Under Garden Protection

AZ Zero Studio
Chapter #11

Cahaya di Tengah Kegelapan

Langkahku berat dan ceroboh. Tanah di bawah pijakanku tiba-tiba runtuh, menelan tubuhku ke dalam kegelapan.

“Ahhh!” 

Jeritku, telapak tanganku mati-matian menggenggam sesuatu—telur burung legendaris itu. Namun bunyinya jelas. 

Krek

Retakan tajam, seperti suara harapan yang patah.

Dari atas lubang, sosok Bibi May dengan sosok beruangnya akibat mutasi, melompat masuk tanpa ragu. Keranjang di punggungnya bergoyang, terdengar bunyi benda-benda saling beradu, tapi syukurlah—tidak ada yang hancur.

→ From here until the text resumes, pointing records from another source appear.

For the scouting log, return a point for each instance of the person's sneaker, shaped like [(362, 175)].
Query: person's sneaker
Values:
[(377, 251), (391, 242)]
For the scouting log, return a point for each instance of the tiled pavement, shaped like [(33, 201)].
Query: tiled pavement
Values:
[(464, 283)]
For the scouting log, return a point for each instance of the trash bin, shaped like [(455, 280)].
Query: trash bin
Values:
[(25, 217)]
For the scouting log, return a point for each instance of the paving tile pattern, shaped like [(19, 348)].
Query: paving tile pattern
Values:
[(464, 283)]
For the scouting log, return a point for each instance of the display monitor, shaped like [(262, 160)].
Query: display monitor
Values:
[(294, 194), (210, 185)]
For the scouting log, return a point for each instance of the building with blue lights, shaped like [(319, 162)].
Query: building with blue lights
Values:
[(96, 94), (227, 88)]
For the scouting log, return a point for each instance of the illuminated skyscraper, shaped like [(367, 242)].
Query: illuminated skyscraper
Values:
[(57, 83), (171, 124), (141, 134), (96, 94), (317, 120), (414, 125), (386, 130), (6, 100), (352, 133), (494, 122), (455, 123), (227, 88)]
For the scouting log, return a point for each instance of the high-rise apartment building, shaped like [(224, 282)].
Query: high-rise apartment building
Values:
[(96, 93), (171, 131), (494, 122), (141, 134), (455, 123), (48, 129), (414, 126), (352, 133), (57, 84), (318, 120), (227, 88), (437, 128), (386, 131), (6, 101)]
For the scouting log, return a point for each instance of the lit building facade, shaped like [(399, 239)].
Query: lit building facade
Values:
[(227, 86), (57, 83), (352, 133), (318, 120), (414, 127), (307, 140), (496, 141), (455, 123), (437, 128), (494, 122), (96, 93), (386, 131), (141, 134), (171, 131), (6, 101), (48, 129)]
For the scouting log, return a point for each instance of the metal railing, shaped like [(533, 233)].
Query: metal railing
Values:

Aku terhempas ke dasar, tubuh berdebum di tanah basah. Napas terengah-engah, aku masih bisa mendengar desis mengerikan dari atas–monster cacing itu menggeliat di atas permukaan, tubuh manusia di bagian atasnya menjulur, mencari kami.

Aku menatap genggamanku. Cairan bening menetes dari pecahan telur burung legendaris yang tadi kubawa.

“Bibi… aku… aku memecahkannya,” 

Bisikku, suara tercekat, penuh rasa bersalah.

Kegelapan pekat menyelimuti. Hanya suara napasku yang terpantul di dinding tanah sempit, seperti gema yang mengejek.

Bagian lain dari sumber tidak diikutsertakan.